March 16, 2017 11:31 AM

Bay Area’s Betty Reid Soskin tells the story of a lifetime: 95 years of making history

The nation’s oldest park ranger, Betty Reid Soskin, stands in front of a “Rosie the Riveter” poster at the Rosie the
Riveter WWII Home Front National Historical Park in Richmond, CA. A film about Soskin’s nearly century-long journey through American history will be completed and screened in September of this year.

“I escaped the fate of my sister,” Betty Reid Soskin told her audience at the Rosie the Riveter Park on March 2, speaking of being hired as a file clerk at the age of 20 at a time when working as a domestic or a teacher were the only employment options for women of color.
“It was like being the first person in your family to go to college at the present time,” Soskin said.
She said that when she was at work she saw only black workers and she had no concept of the bigger picture and never saw the construction of a ship. She also said that the novelty of women working outside the home applied only to white women: black women had always done it.
Soskin, 95, an interpretive ranger at the Rosie the Riveter WWII Home Front National Historical Park in Richmond, is the United States’ oldest active full-time National Park Ranger.
Her lectures explain the real history of Rosie the Riveter, Wendy the Welder, the segregated workforce, and much else. “Now that I’ve lived longer than the people whose memories were different from mine, I’m an historian.”
One ranger said that “Betty is our rock star.”
The park also includes the SS Red Oak Victory, Kaiser Shipyard, and the Ford Assembly Plant. There are stories about both heroic and cowardly actions taken by Americans of both sexes during World War II. The park’s information includes the history of Jim Crow employment practices during the war and also documents the history of United States’ prison camps for Japanese American citizens.
Park presentations explain the many profound changes to American society that began because of wartime employment, including Headstart, the Civil Rights Movement, and Women’s Liberation.
Visitors can push a button and play the video beginning, “She’s making history, working for victory”—the beginning of “Rosie the Riveter,” a popular song recorded by the African American quartet The Four Vagabonds in 1943 that propagandized for women’s entry into work on behalf of the war effort in World War II.
Soskin discussed “eight-hour-orphans” and how they became the focus of government concern.
Soskin noted that Catherine Landreth and Lois Meek Stolz led the way in creating child development centers run by Richmond schools that evolved into the Headstart program.
Soskin also told the audience that in her family three generations of women were adults at the same time: her great-grandmother, who was born into slavery in 1846; her mother, born in 1894; and Soskin herself.

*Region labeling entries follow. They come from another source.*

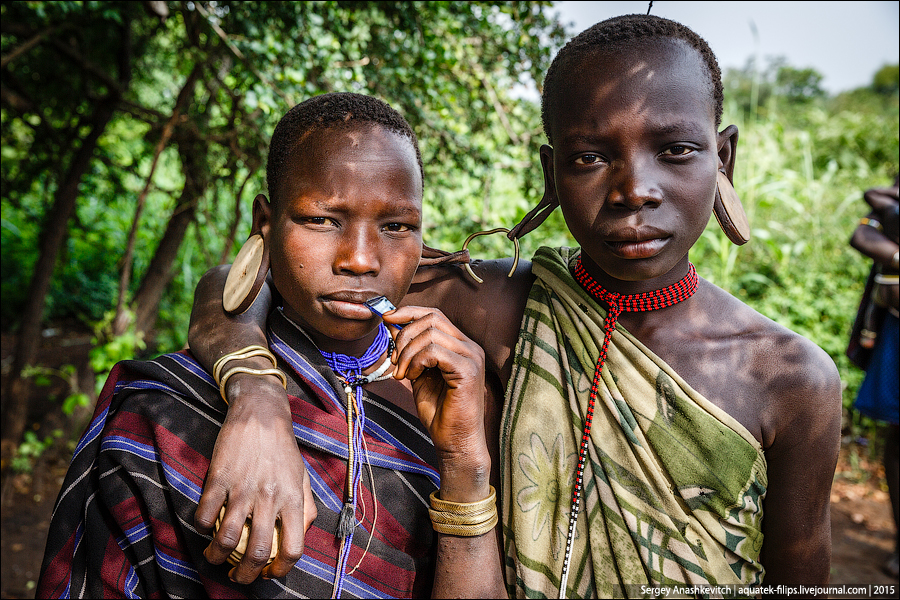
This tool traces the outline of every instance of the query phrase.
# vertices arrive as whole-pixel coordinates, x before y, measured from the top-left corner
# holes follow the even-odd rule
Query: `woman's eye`
[[[685,154],[689,154],[693,152],[691,148],[687,146],[672,146],[671,148],[667,148],[663,150],[663,154],[668,156],[684,156]]]
[[[575,159],[576,165],[593,165],[600,162],[602,159],[599,154],[582,154],[578,158]]]

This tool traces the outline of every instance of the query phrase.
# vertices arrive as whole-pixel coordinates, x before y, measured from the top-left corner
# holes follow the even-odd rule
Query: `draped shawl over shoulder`
[[[226,405],[212,377],[181,352],[113,369],[57,499],[38,597],[331,595],[347,472],[345,400],[335,392],[343,387],[279,311],[269,317],[269,341],[288,375],[294,433],[318,509],[291,572],[243,586],[228,579],[230,565],[203,557],[210,536],[194,529],[194,513]],[[343,597],[429,596],[434,447],[414,416],[377,396],[364,402],[375,482],[364,468],[348,573],[359,566],[344,580]]]
[[[510,595],[557,597],[604,308],[574,280],[578,251],[541,248],[501,433]],[[640,585],[758,584],[766,463],[740,423],[620,325],[584,474],[567,597]]]

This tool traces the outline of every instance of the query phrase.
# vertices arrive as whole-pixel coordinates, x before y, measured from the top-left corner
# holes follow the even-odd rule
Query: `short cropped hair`
[[[644,39],[672,38],[684,40],[696,49],[709,71],[709,85],[715,104],[716,127],[722,124],[722,71],[709,44],[681,23],[663,19],[655,15],[622,15],[601,21],[569,40],[553,59],[544,77],[544,91],[541,94],[541,121],[547,140],[553,144],[550,135],[551,116],[556,113],[556,101],[560,91],[574,74],[582,59],[597,51],[624,51],[634,42]]]
[[[349,129],[361,125],[379,125],[409,139],[416,150],[416,161],[424,185],[419,140],[406,119],[378,98],[335,92],[304,100],[289,110],[275,126],[266,163],[266,184],[270,199],[276,201],[275,196],[280,194],[288,159],[309,134],[324,129]]]

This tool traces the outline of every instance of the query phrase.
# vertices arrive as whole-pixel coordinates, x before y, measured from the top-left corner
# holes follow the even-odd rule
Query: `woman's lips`
[[[378,294],[367,293],[364,295],[368,298],[377,296]],[[322,304],[325,307],[325,310],[342,319],[352,319],[354,321],[368,321],[375,316],[364,302],[364,300],[357,302],[355,297],[344,298],[340,296],[325,296],[322,298]]]
[[[613,254],[621,258],[651,258],[659,254],[666,245],[668,238],[652,238],[641,241],[612,241],[607,240]]]

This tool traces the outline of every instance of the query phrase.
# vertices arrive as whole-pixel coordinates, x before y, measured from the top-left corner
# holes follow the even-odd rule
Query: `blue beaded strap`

Richmond’s Rosie the Riveter WWII Home Front National Historical Park includes a statue of an “8-hour orphan.” The museum explains how this childcare phenomenon led to Headstart.

Soskin was born in Detroit in 1921 to a family that moved to New Orleans and then to Oakland after the politically powerful blew up the levees at the time of a 1927 hurricane, destroying her family’s home.
Those three generations encompassed the Emancipation Proclamation and the election of the nation’s first African-American President. Soskin was a guest of Rep. George Miller at Barack Obama’s inauguration in 2009. She met Barack and Michelle Obama and received a commemorative coin when he shook her hand.
When the National Park Service decided to experiment with an urban park in Richmond, Soskin was one of those involved in the planning. And as she stated during a May 15, 2014 interview on NPR, “What gets remembered is a function of who’s in the room doing the remembering.” A film documenting Soskin’s memories is scheduled for completion in September 2017.
Soskin credits two cultural influences as causes of significant change in American attitudes: “Sesame Street” and “Mr. Rogers’ Neighborhood.”
Children who grew up with Jim Henson and Kermit the Frog knew “it isn’t easy being green” and grew up to be adults who supported, among other things, the funding of urban parks like Rosie the Riveter as well as parks that preserve natural areas.
Urban National parks like Rosie the Riveter are accessible to those who may be unable to afford a trip to national parks that preserve wilderness areas like Yellowstone and Yosemite, even though their taxes pay for all of them.
Soskin likes to remind audiences that national parks, whether in urban or wilderness locations, tell us about our history, the history of the American people.


BETTY REID SOSKIN
Soskin gives free presentations three times a week, Tuesdays and Saturdays at 2 p.m. and Thursdays at 11 a.m. Visitors should show up an hour early.